In 1685 he received Jan Baptist Bosschaert as an apprentice. Bosschaert also lived in de Crépu's house during his apprenticeship. Another pupil of de Crépu who started studying under de Crépu in late 1685 was the flower painter Simon Hardimé. The early biographer Jacob Campo Weyerman claims that he also knew de Crépu and admired his work.

Before becoming a master painter de Crépu married Maria Anna Pauli or Pauwels on 31 December 1682 in Antwerp. His wife was the daughter of the miniature painter Andries Pauli the Younger, who had become a master in the Antwerp Guild in the guild year 1654–1655. The couple had one son and one daughter.

De Crépu later fled his creditors and moved to Brussels where he died.
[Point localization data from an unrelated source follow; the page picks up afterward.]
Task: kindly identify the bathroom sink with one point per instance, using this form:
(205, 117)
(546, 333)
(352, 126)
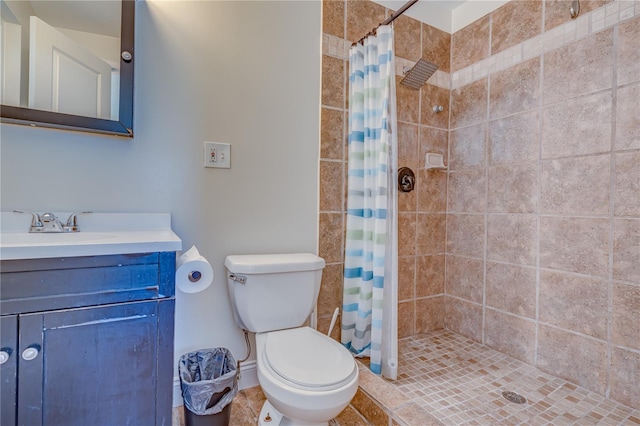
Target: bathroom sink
(29, 239)
(100, 234)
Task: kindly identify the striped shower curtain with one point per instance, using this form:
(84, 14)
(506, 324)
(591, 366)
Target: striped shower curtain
(369, 311)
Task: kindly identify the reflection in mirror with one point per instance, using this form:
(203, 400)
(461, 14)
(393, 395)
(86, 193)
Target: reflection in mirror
(61, 66)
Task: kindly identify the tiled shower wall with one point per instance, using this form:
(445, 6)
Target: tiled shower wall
(543, 218)
(422, 212)
(538, 222)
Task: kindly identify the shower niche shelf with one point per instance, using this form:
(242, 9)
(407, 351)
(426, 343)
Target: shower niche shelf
(434, 161)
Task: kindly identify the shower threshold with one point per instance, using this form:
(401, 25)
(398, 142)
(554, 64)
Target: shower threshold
(447, 379)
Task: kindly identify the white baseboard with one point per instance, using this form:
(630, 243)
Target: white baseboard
(248, 379)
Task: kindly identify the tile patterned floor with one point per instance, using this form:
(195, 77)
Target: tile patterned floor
(460, 382)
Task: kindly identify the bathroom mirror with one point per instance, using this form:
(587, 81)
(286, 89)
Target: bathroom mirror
(68, 64)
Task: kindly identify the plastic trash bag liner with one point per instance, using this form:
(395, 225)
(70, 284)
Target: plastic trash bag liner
(208, 380)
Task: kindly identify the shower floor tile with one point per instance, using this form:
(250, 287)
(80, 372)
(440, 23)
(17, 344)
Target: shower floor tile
(459, 381)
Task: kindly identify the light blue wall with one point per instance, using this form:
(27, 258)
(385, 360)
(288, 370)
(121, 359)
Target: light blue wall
(244, 73)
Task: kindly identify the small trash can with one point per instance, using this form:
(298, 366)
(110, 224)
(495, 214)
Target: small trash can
(209, 381)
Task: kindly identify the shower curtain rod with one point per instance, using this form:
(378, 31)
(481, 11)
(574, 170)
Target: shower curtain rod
(389, 20)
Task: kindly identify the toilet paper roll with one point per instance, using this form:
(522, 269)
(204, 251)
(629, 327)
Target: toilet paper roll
(193, 272)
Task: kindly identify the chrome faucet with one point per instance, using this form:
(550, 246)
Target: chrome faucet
(49, 222)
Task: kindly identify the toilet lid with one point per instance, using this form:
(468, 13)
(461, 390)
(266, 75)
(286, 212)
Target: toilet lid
(308, 358)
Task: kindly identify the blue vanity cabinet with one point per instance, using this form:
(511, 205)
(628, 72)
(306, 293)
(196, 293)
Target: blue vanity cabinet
(93, 339)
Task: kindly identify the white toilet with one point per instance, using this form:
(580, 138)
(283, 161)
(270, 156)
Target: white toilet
(307, 377)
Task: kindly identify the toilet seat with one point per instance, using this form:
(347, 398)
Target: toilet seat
(307, 359)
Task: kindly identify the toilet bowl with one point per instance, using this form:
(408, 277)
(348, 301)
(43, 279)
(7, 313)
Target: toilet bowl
(307, 377)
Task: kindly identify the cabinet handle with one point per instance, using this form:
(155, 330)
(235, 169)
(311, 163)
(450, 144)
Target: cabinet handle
(30, 353)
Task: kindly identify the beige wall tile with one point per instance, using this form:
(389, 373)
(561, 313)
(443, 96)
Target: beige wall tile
(430, 233)
(511, 288)
(627, 118)
(467, 147)
(512, 335)
(429, 314)
(465, 278)
(469, 104)
(465, 235)
(627, 184)
(625, 376)
(406, 234)
(431, 96)
(362, 17)
(580, 360)
(628, 51)
(407, 201)
(577, 126)
(514, 23)
(574, 302)
(463, 317)
(332, 134)
(467, 191)
(575, 70)
(430, 275)
(333, 17)
(333, 82)
(432, 140)
(512, 238)
(470, 44)
(431, 191)
(515, 89)
(514, 138)
(407, 143)
(330, 296)
(626, 250)
(331, 239)
(513, 188)
(407, 103)
(625, 321)
(406, 319)
(436, 47)
(406, 278)
(331, 184)
(576, 186)
(575, 245)
(557, 12)
(407, 38)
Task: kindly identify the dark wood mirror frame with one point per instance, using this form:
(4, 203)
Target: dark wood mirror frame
(123, 127)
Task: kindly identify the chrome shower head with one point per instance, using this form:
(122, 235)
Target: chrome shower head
(419, 74)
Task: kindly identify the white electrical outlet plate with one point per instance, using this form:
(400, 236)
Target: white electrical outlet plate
(217, 155)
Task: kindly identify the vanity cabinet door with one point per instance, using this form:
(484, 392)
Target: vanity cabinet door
(95, 366)
(8, 368)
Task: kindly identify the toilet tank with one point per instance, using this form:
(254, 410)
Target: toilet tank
(273, 291)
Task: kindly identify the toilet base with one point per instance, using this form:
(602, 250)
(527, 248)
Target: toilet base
(270, 416)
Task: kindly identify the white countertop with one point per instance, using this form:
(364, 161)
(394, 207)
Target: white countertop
(100, 234)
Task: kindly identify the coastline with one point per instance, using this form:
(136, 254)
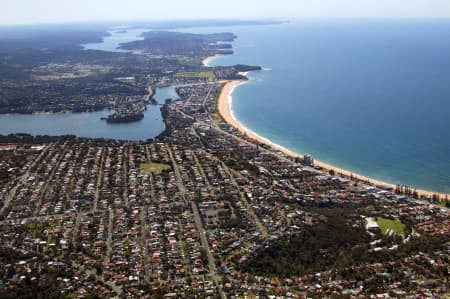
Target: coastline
(225, 110)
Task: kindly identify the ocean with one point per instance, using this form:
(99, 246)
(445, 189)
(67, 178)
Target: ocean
(372, 97)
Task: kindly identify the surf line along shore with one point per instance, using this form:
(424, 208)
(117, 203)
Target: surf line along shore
(225, 110)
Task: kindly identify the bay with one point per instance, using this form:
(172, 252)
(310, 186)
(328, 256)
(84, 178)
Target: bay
(369, 96)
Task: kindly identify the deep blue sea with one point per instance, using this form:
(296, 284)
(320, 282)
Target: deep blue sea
(372, 97)
(89, 124)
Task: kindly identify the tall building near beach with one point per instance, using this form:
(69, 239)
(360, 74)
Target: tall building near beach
(308, 160)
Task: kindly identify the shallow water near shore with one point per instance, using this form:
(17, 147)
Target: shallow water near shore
(372, 97)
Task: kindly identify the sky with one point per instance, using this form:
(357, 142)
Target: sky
(63, 11)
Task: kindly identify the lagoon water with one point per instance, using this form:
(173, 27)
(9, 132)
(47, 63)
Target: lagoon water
(372, 97)
(89, 124)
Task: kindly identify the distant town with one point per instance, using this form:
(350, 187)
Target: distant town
(200, 211)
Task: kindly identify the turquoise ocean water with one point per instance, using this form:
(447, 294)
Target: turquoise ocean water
(372, 97)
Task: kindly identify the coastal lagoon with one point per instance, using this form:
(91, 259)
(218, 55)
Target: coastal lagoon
(372, 97)
(89, 124)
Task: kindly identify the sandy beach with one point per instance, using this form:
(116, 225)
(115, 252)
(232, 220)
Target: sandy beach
(224, 106)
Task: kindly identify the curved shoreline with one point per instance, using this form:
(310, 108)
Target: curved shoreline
(225, 110)
(208, 60)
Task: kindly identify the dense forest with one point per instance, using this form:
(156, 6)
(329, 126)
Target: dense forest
(337, 243)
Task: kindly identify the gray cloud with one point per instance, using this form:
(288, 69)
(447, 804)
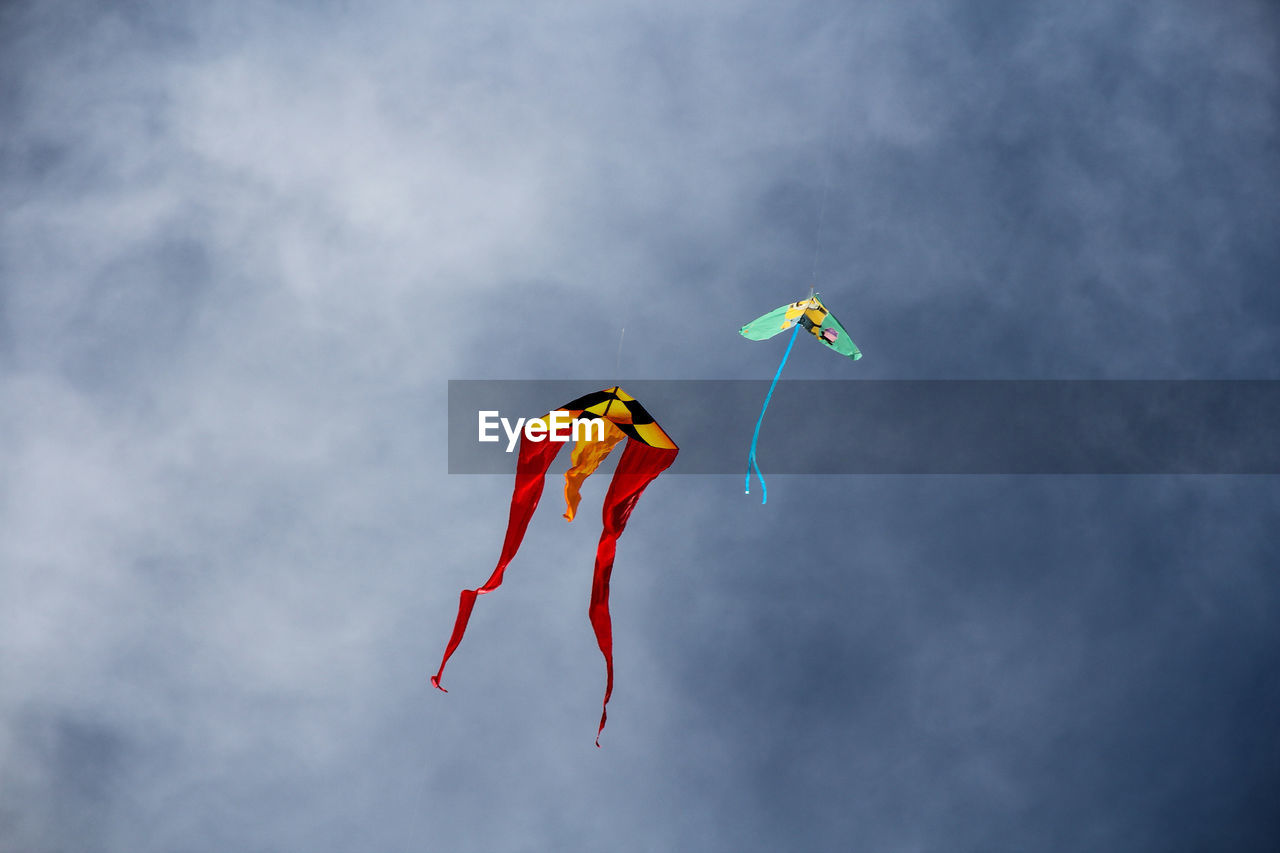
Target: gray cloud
(242, 246)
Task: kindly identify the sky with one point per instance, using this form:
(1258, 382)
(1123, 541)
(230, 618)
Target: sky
(245, 246)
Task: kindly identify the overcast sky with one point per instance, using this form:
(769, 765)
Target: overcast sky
(243, 246)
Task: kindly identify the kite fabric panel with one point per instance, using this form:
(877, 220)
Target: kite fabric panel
(813, 316)
(648, 452)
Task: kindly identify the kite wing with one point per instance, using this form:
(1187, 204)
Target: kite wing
(766, 325)
(649, 451)
(813, 316)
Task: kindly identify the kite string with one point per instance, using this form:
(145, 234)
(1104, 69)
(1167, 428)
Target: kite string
(750, 456)
(822, 220)
(617, 363)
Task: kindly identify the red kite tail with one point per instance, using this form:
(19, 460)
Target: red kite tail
(639, 465)
(535, 457)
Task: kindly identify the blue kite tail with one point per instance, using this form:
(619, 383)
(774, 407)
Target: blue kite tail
(750, 455)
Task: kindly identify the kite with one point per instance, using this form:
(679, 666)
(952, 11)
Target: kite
(648, 452)
(813, 316)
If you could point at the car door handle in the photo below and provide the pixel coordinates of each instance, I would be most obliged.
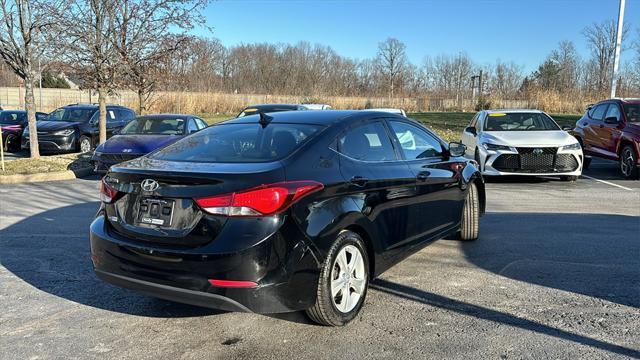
(423, 176)
(358, 180)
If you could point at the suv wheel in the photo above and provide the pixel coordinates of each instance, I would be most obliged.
(343, 282)
(628, 161)
(470, 224)
(84, 144)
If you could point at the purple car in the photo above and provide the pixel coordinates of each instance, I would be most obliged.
(143, 135)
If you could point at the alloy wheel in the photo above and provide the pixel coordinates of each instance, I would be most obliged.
(348, 279)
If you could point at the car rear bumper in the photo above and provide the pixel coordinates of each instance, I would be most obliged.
(286, 276)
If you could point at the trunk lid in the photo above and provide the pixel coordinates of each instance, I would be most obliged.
(163, 210)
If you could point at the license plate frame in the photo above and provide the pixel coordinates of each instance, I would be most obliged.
(154, 211)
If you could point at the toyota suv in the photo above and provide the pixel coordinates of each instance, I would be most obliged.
(610, 129)
(75, 127)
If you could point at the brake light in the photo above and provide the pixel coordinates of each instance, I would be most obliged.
(107, 193)
(263, 200)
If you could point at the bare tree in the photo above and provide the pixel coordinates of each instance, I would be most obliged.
(601, 39)
(89, 49)
(144, 32)
(23, 28)
(391, 61)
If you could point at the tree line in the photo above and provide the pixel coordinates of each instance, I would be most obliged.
(146, 46)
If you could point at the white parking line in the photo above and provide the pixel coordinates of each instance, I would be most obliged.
(608, 183)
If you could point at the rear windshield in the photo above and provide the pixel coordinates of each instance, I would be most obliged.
(72, 114)
(519, 122)
(154, 126)
(264, 109)
(238, 143)
(633, 112)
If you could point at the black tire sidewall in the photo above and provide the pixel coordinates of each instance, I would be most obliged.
(345, 238)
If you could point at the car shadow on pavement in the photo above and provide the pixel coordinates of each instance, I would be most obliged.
(57, 261)
(480, 312)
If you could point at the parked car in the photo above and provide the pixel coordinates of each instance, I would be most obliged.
(317, 106)
(391, 111)
(268, 108)
(283, 212)
(522, 142)
(75, 127)
(610, 130)
(143, 135)
(13, 123)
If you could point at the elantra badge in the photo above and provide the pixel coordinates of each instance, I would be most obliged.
(149, 185)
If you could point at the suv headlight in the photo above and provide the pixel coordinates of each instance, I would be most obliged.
(575, 146)
(65, 132)
(495, 147)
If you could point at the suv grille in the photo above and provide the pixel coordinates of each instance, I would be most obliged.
(118, 158)
(536, 160)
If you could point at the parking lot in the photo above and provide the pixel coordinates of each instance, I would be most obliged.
(555, 274)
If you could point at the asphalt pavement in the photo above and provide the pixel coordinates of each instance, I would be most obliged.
(555, 274)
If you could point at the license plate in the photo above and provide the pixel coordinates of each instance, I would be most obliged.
(155, 211)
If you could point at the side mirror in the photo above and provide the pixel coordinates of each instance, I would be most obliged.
(471, 130)
(457, 149)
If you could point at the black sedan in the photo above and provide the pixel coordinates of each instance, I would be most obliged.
(283, 212)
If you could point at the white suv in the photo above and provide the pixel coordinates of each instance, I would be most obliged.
(522, 142)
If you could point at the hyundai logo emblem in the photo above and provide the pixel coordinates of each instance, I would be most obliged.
(149, 185)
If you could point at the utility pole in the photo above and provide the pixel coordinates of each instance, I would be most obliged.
(616, 59)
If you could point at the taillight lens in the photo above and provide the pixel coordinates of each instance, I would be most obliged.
(263, 200)
(107, 193)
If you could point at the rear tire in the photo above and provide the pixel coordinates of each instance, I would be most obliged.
(628, 163)
(470, 224)
(12, 143)
(326, 310)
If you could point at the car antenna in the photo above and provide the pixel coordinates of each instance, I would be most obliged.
(265, 119)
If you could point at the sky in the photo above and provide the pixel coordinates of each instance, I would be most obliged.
(522, 31)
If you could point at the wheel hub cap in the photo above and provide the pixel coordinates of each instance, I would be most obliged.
(348, 279)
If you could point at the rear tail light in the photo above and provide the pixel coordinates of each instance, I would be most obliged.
(107, 193)
(263, 200)
(233, 283)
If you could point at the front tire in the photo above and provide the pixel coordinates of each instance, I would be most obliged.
(84, 144)
(470, 224)
(628, 161)
(343, 282)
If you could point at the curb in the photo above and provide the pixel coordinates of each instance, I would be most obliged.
(52, 176)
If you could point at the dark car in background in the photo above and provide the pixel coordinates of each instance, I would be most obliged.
(13, 123)
(143, 135)
(75, 127)
(268, 108)
(283, 212)
(610, 130)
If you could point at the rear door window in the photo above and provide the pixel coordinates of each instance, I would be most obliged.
(598, 112)
(368, 142)
(415, 142)
(239, 143)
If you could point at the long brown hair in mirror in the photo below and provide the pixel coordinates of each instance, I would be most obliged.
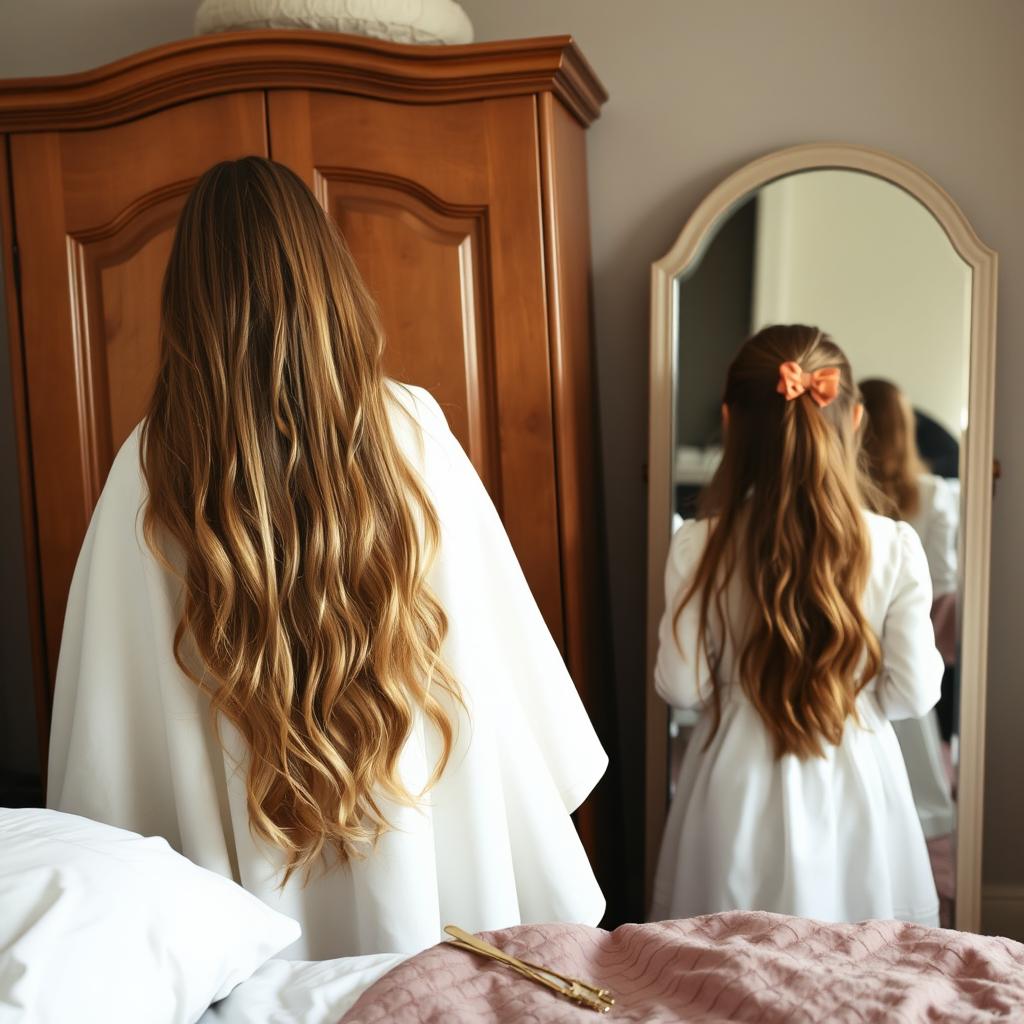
(279, 496)
(785, 511)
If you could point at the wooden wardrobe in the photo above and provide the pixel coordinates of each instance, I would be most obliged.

He died before 17 June 1689, the date on which his widow declared before the Antwerp magistrate that she was a widow.

==Works==
De Crépu was known for his still life of flowers painted from nature. While he seems to have been respected in his lifetime and trained two successful flower painters, only one signed work of his has been preserved. The work is the Bouquet of Flowers in a Glass Vase With Butterflies and a Small Caterpillar On a Stone Plinth (at Koller Auktionen Zurich on 22 September 2017, lot 3041). It is close in style to that of the Antwerp flower painters Nicolaes van Verendael and Jan Philip van Thielen. Some art historians also see in this work the influence of Jan Davidsz. de Heem who worked for a long time in Antwerp.

A few large-scale flower still lifes by de Crépu were auctioned on 15 May 1741 at an Antwerp auction. He is known to have collaborated with other painters in Antwerp including the Antwerp figure painter Peter Ykens.